How Far Does the Broadcast Flag Go?

I must confess: I have yet to get through the entirety of the FCC’s gargantuan Order.  I have been trying to keep abreast of others’ analyses and excerpting of key parts We know it’s not really going to affect piracy and it’s going to cripple production and consumers uses of digital TV equipment.  But precisely how bad have we been screwed?


Professor Felten goes through his Broadcast Flag scorecard, and comes to the conclusion “The FCC’s order will be harmful; but it could have been much, much worse.” Sure.  But, reading Felten’s entire post, I thought he would have ended by saying, It’s bad, and it could get a lot worse as the FCC sorts out these details.  I have little reason to be optimistic at this point.

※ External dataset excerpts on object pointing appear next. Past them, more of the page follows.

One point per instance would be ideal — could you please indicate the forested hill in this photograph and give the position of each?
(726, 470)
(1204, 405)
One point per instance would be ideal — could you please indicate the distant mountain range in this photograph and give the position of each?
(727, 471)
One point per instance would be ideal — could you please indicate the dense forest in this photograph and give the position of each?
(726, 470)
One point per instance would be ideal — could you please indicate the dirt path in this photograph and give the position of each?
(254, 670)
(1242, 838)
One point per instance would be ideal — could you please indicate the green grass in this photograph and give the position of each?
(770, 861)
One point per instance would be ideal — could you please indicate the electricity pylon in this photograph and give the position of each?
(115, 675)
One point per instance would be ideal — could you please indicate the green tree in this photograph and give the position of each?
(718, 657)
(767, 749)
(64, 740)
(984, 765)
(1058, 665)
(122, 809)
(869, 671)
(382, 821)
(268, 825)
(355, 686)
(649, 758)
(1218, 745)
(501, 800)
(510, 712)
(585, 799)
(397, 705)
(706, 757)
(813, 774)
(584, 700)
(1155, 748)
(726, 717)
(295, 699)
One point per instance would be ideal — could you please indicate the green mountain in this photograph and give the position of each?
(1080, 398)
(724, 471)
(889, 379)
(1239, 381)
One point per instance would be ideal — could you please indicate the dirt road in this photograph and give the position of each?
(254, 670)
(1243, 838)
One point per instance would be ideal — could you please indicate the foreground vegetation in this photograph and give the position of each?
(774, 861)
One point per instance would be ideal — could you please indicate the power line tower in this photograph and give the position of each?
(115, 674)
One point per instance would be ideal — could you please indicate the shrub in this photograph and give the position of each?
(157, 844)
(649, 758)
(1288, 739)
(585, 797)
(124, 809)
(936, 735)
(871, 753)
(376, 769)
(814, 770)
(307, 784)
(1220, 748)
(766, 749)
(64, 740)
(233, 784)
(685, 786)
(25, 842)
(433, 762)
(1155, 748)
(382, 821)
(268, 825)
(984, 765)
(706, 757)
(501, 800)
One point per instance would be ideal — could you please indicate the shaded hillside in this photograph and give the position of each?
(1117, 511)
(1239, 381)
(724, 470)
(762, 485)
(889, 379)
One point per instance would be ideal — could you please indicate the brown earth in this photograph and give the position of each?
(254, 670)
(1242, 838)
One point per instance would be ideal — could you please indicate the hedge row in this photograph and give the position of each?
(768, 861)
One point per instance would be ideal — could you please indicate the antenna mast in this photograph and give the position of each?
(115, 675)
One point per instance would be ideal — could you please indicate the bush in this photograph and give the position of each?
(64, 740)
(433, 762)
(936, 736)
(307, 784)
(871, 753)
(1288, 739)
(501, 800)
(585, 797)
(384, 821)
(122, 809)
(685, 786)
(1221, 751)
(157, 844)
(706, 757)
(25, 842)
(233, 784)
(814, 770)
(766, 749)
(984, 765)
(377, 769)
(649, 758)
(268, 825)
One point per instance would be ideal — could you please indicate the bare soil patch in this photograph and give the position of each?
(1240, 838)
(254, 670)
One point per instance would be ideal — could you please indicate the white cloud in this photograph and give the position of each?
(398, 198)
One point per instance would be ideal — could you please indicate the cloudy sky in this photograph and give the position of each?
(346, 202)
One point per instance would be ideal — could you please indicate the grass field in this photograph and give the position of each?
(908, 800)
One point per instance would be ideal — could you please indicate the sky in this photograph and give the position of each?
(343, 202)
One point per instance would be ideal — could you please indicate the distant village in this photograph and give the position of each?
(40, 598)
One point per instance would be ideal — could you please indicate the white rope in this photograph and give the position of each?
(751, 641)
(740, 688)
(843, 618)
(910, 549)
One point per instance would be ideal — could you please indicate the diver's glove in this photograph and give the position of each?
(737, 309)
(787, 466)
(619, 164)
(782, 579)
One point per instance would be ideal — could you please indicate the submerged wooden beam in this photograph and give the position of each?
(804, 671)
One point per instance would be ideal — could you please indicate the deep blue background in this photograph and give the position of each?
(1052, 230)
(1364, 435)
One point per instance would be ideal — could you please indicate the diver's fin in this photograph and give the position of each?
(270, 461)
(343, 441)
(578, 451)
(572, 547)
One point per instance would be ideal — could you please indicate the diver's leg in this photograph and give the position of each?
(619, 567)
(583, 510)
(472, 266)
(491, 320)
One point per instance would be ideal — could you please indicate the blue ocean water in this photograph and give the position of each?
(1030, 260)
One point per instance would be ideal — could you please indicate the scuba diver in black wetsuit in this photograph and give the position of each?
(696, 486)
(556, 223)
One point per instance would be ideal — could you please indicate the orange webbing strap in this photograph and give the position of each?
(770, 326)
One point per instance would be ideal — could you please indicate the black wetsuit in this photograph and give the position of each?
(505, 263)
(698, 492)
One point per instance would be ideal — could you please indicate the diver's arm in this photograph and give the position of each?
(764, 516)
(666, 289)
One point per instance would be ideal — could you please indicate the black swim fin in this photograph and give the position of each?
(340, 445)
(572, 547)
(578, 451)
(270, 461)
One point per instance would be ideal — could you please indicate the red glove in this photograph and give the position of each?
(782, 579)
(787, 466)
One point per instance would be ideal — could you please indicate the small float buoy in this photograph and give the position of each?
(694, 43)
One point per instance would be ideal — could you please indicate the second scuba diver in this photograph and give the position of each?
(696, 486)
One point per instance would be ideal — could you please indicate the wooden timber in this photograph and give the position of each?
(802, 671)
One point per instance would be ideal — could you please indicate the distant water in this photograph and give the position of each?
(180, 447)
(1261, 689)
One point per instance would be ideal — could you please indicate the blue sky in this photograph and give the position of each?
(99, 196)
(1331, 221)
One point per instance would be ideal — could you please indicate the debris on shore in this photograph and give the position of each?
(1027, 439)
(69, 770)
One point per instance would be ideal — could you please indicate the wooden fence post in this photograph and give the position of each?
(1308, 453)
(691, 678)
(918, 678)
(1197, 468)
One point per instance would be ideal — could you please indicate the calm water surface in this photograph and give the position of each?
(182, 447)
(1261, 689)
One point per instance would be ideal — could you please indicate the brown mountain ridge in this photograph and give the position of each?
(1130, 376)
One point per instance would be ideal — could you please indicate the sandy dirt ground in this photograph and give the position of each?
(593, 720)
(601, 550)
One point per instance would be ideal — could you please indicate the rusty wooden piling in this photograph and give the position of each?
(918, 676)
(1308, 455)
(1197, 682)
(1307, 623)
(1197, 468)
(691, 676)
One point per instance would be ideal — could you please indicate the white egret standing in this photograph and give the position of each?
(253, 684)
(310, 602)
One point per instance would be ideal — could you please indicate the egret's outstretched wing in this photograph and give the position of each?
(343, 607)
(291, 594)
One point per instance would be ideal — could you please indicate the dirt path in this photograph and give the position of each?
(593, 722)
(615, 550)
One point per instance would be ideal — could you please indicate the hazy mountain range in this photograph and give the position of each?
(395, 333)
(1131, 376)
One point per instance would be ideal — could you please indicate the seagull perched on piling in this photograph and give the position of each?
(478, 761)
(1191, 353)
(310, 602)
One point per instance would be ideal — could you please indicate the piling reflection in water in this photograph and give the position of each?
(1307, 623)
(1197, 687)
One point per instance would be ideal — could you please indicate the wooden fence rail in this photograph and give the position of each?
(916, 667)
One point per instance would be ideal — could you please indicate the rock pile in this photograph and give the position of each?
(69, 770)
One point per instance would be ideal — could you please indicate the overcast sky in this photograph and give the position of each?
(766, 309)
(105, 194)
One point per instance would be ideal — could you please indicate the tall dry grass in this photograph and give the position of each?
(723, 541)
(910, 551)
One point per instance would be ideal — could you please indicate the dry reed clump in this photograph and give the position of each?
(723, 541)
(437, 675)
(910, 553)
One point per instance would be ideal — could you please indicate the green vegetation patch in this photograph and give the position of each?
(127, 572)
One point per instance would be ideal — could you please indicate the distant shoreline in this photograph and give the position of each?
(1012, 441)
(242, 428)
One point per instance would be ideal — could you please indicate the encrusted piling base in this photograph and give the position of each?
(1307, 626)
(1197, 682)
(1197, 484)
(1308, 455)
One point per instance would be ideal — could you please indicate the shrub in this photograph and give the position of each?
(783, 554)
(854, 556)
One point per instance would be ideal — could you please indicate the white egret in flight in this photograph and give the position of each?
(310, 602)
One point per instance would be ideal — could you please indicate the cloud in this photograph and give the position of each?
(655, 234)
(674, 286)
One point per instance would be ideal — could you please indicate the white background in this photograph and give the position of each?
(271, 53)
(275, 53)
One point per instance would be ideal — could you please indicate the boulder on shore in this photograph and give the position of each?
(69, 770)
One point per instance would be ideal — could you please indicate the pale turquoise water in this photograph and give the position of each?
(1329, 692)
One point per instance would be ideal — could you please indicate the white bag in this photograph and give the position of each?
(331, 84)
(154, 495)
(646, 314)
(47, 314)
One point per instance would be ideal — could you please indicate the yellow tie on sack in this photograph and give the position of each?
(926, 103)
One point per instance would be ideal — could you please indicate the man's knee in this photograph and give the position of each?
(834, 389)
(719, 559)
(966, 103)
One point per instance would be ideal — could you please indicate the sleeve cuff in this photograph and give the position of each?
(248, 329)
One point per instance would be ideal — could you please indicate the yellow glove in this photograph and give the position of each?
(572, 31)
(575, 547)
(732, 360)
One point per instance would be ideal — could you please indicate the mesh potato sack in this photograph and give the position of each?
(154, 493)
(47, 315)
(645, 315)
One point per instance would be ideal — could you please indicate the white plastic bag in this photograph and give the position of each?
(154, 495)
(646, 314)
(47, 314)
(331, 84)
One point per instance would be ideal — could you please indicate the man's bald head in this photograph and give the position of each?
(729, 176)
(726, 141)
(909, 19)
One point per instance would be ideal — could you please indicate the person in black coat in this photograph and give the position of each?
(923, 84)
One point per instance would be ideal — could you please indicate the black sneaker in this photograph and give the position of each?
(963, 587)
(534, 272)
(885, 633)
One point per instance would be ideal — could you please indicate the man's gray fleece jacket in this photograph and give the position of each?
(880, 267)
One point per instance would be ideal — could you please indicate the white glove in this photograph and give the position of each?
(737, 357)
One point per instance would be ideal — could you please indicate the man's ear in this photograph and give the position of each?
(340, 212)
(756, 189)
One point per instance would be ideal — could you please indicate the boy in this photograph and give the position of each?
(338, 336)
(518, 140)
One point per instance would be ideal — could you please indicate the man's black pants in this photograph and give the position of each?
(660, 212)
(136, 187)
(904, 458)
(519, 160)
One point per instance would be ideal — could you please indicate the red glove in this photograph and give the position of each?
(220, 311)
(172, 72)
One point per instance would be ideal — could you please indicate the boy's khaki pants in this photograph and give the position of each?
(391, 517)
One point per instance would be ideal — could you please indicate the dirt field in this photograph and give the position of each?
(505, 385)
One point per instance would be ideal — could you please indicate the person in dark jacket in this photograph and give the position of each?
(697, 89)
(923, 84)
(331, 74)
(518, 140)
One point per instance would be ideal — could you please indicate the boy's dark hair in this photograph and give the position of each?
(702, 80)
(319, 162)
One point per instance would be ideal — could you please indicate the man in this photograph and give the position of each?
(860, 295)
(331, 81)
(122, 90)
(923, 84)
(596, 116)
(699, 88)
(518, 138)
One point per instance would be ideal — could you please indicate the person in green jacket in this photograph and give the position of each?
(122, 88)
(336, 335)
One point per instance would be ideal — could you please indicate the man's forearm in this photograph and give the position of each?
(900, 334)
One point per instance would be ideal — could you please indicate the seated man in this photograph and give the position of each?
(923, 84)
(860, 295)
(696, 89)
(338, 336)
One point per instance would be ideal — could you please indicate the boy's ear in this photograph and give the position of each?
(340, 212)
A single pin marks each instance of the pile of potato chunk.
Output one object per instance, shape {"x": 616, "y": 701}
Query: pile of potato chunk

But forget what they might say – I can’t even discern what they already said.  SethF points out that the FCC wants to protect open source software defined radio; however, it seemed that open source does not gel with the FCC’s robustness requirements (as described here).  Aren’t they still, as the EFF argued in its comments on BPDG, still not tamper proof?  I noted in my brief skim of the Order that the FCC brought up distinguishing software, but how far does this go?


And Ernest’s checking out a possible loophole regarding exports.


In any case, I’ve got more reading and thinking to do on this. So, keep reading the great analyses out there, go back to the Order, then ask a friend, then back to the primary sources, rinse, repeat.